Let’s hook the the fourth backbone block (layers.3), the full backbone (conv layers), and the projector (MLP)

[3]:
import torch

inputs = torch.rand((10, 3, 256, 256)).to(device)
outputs, acts = model.get_activations(inputs, layer_names=['backbone.layers.3', 'backbone', 'projector'])

Note that the intermediate backbone block retains a spatial dimension (\(n=60\)), whereas the full backbone has been globally pooled and has no spatial dimension, similarly to the projector.

Note also that each activation tensor contains a fixation dimension as the second dimension.

[4]:
{k: v.shape for k, v in acts.items()}
[4]:
{'backbone.layers.3': torch.Size([10, 4, 1, 384]),
 'backbone': torch.Size([10, 4, 1, 384]),
 'projector': torch.Size([10, 4, 1024])}

Using the trainer class

An even more stream-lined way of getting activations is to use the Trainer class.

For this to work, you will need to define paths to existing dataset files. For now, these must be FFCV files. Soon, we will allow for standard image datasets.

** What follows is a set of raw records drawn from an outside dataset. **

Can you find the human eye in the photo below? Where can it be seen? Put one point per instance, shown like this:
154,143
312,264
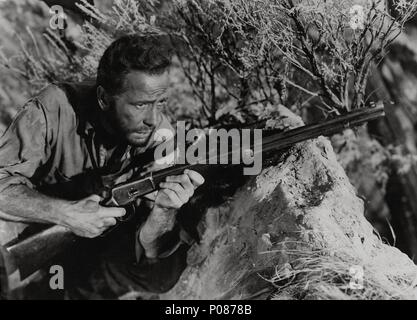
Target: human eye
161,104
141,106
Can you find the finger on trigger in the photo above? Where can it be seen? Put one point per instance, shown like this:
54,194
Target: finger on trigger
173,197
196,178
109,222
95,198
113,212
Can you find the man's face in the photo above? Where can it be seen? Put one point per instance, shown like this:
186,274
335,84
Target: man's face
137,111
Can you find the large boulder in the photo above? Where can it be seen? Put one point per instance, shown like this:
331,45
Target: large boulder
295,231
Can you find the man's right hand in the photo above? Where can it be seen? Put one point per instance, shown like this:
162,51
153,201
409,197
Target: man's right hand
87,218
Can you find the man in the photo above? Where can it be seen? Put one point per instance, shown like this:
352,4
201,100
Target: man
69,145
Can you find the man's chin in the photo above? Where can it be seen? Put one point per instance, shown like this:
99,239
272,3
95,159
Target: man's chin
138,140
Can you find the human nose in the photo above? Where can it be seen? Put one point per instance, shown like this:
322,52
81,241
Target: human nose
151,117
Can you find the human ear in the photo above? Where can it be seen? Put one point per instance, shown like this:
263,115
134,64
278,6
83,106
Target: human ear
103,98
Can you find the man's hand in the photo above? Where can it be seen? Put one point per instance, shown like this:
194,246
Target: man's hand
174,193
177,190
87,218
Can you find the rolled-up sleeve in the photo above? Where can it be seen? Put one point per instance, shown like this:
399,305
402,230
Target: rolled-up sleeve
23,146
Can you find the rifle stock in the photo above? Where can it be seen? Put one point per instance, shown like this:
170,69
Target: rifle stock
30,254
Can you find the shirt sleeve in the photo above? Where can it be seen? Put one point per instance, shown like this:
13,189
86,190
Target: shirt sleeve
23,146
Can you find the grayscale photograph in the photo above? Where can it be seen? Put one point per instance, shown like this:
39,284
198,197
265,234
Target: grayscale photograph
213,155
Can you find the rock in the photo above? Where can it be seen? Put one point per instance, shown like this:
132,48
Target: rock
300,226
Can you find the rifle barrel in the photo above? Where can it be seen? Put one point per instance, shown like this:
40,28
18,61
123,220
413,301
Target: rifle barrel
36,251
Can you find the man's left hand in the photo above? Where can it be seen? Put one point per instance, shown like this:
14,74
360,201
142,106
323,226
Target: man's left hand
177,190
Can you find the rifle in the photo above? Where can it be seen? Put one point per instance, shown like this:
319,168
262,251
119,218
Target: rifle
22,257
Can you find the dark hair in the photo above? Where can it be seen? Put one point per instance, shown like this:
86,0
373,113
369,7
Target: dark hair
150,54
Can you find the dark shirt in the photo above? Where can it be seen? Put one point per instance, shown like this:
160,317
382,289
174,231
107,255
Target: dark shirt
56,145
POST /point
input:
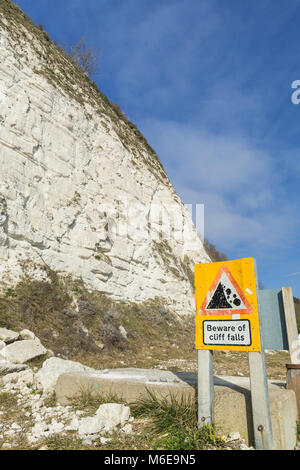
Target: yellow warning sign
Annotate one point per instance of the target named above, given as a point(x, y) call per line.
point(226, 306)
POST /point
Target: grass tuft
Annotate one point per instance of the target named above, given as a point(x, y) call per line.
point(175, 423)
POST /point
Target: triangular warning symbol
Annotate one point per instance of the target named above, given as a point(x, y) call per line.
point(225, 296)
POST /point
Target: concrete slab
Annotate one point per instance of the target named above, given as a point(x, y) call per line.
point(232, 404)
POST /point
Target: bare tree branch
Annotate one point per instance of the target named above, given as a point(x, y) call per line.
point(85, 57)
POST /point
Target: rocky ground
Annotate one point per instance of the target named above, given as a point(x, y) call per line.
point(30, 418)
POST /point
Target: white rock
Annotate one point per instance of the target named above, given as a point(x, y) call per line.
point(108, 416)
point(27, 334)
point(52, 368)
point(76, 182)
point(104, 440)
point(22, 351)
point(6, 445)
point(15, 426)
point(7, 367)
point(39, 428)
point(24, 377)
point(8, 336)
point(73, 426)
point(90, 425)
point(127, 429)
point(113, 414)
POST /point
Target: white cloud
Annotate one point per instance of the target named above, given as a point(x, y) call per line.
point(234, 179)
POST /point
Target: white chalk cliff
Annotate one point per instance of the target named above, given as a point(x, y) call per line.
point(80, 188)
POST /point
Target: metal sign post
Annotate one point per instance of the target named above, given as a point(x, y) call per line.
point(262, 424)
point(205, 388)
point(228, 318)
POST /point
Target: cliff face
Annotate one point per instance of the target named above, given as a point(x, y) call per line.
point(80, 188)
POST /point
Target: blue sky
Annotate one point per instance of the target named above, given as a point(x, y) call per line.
point(208, 82)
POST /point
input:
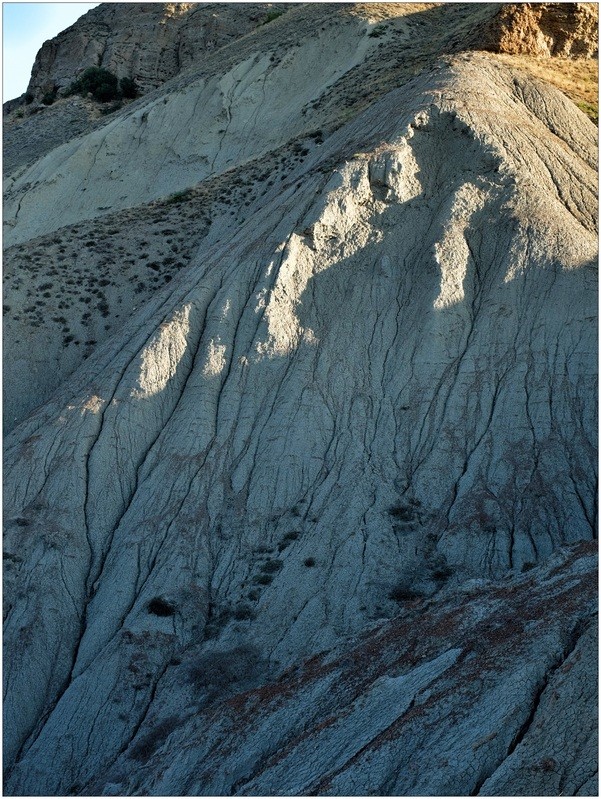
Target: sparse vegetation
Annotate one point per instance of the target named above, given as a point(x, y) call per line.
point(143, 749)
point(178, 197)
point(403, 593)
point(101, 84)
point(271, 15)
point(160, 607)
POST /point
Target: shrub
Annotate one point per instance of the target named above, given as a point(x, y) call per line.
point(404, 513)
point(263, 579)
point(215, 672)
point(442, 572)
point(243, 612)
point(271, 566)
point(128, 88)
point(178, 197)
point(143, 749)
point(271, 16)
point(49, 97)
point(99, 82)
point(402, 593)
point(160, 607)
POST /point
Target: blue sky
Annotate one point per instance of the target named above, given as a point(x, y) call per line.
point(25, 27)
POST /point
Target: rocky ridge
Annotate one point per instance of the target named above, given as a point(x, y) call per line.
point(263, 514)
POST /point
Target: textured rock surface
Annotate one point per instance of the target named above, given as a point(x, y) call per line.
point(546, 29)
point(149, 42)
point(368, 389)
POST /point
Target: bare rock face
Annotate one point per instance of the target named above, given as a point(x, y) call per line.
point(148, 42)
point(546, 29)
point(315, 513)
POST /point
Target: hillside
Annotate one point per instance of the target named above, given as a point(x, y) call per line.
point(300, 385)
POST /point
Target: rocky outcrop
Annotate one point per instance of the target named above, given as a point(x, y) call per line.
point(545, 29)
point(148, 42)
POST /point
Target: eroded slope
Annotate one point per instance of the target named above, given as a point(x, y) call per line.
point(382, 383)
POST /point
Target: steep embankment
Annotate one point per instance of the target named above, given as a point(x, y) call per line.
point(381, 383)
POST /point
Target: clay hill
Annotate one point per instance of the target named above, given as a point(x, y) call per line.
point(300, 379)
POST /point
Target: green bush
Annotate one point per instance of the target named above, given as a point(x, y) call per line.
point(99, 82)
point(271, 16)
point(49, 97)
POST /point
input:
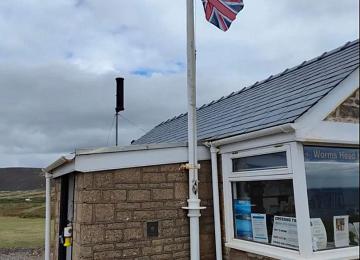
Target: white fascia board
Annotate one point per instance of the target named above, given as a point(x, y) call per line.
point(120, 159)
point(329, 132)
point(263, 141)
point(116, 149)
point(331, 101)
point(136, 158)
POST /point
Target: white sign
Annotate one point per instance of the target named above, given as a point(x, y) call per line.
point(259, 228)
point(285, 232)
point(319, 236)
point(341, 231)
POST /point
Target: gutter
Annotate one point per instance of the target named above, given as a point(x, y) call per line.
point(213, 145)
point(59, 162)
point(286, 128)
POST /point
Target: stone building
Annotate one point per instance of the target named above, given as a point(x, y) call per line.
point(287, 166)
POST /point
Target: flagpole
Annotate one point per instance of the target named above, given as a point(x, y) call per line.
point(193, 201)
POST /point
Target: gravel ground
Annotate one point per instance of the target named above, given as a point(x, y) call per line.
point(22, 254)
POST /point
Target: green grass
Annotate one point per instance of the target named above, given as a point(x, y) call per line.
point(14, 204)
point(22, 222)
point(18, 232)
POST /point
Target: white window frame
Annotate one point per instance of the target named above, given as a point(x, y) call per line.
point(296, 171)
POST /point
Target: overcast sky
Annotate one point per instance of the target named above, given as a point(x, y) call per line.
point(59, 60)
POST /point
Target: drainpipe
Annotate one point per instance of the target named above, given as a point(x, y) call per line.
point(215, 186)
point(47, 216)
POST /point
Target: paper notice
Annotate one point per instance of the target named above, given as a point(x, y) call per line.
point(341, 231)
point(259, 228)
point(319, 237)
point(285, 232)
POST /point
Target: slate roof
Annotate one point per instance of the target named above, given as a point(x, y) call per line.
point(278, 100)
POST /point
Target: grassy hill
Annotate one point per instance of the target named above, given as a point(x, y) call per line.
point(16, 179)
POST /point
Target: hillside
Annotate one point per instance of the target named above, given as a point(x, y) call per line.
point(13, 179)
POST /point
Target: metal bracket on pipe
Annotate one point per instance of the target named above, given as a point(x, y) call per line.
point(194, 208)
point(189, 166)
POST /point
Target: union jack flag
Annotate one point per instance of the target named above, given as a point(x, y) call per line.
point(222, 13)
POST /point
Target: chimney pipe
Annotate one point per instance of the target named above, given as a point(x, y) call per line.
point(119, 95)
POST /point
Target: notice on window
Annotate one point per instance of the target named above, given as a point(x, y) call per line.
point(285, 232)
point(319, 237)
point(259, 228)
point(341, 231)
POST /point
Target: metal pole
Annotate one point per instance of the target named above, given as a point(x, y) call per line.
point(47, 216)
point(193, 201)
point(216, 203)
point(117, 126)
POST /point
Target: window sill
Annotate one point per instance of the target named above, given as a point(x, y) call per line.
point(286, 254)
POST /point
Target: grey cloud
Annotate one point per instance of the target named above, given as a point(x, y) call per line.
point(58, 61)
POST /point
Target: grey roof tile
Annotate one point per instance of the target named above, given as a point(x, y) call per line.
point(277, 100)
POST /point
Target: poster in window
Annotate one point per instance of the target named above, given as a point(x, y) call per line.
point(319, 236)
point(341, 231)
point(242, 210)
point(285, 232)
point(259, 228)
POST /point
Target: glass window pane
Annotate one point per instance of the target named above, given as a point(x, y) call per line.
point(260, 162)
point(264, 212)
point(332, 176)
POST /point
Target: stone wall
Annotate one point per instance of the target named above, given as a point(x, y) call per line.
point(348, 111)
point(112, 209)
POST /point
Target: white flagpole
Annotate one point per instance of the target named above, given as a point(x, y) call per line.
point(193, 201)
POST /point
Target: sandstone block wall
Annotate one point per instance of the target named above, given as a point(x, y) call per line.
point(348, 111)
point(111, 209)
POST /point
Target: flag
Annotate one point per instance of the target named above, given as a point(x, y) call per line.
point(222, 13)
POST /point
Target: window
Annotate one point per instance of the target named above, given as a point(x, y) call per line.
point(261, 198)
point(260, 162)
point(332, 176)
point(261, 211)
point(292, 200)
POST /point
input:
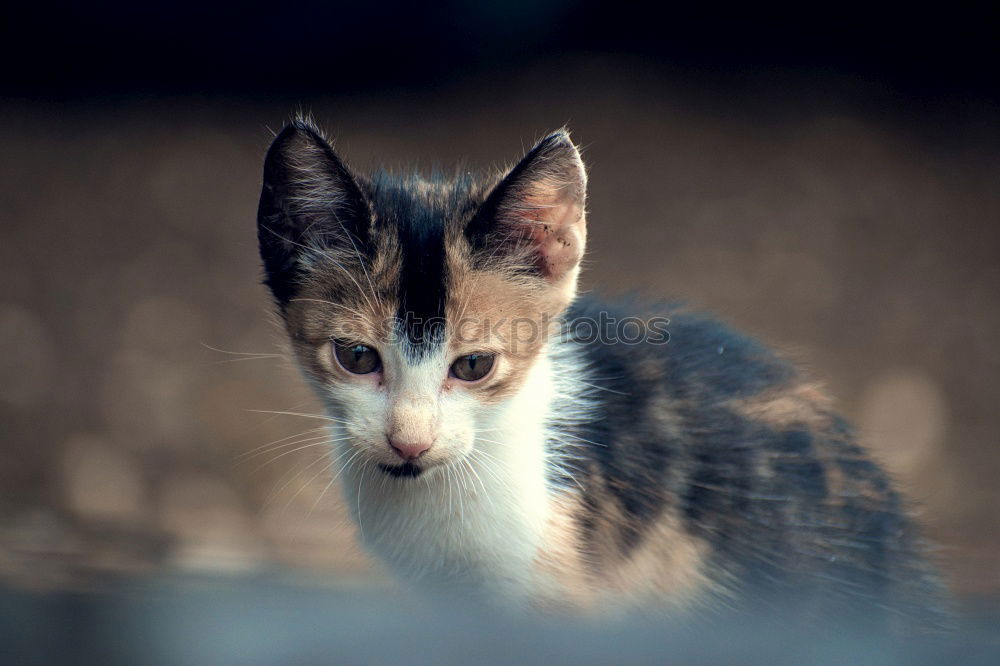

When loading a trainer from pre-trained, it is generally easiest to use the utility get_trainer_from_base_fn, which does a few basic things under the hood so we don’t need to manually edit the config to turn off distributed training, etc.

[ ]:
from fovi import get_trainer_from_base_fn
from fovi.paths import DATASETS_DIR

# base_fn = 'fovi-alexnet_a-1_res-64_rfmult-2_in1k'
base_fn = 'fovi-dinov3-splus_a-2.78_res-64_in1k'
# edit the paths to those storing your ImageNet-1K FFCV files
# in general, any kwarg you pass in will be used to update the loaded config file
kwargs = {
    'data.train_dataset': f'{DATASETS_DIR}/ffcv/imagenet/train_compressed.ffcv',
    'data.val_dataset': f'{DATASETS_DIR}/ffcv/imagenet/val_compressed.ffcv',
          }
trainer = get_trainer_from_base_fn(base_fn, load=True, model_dirs=['../models'], **kwargs)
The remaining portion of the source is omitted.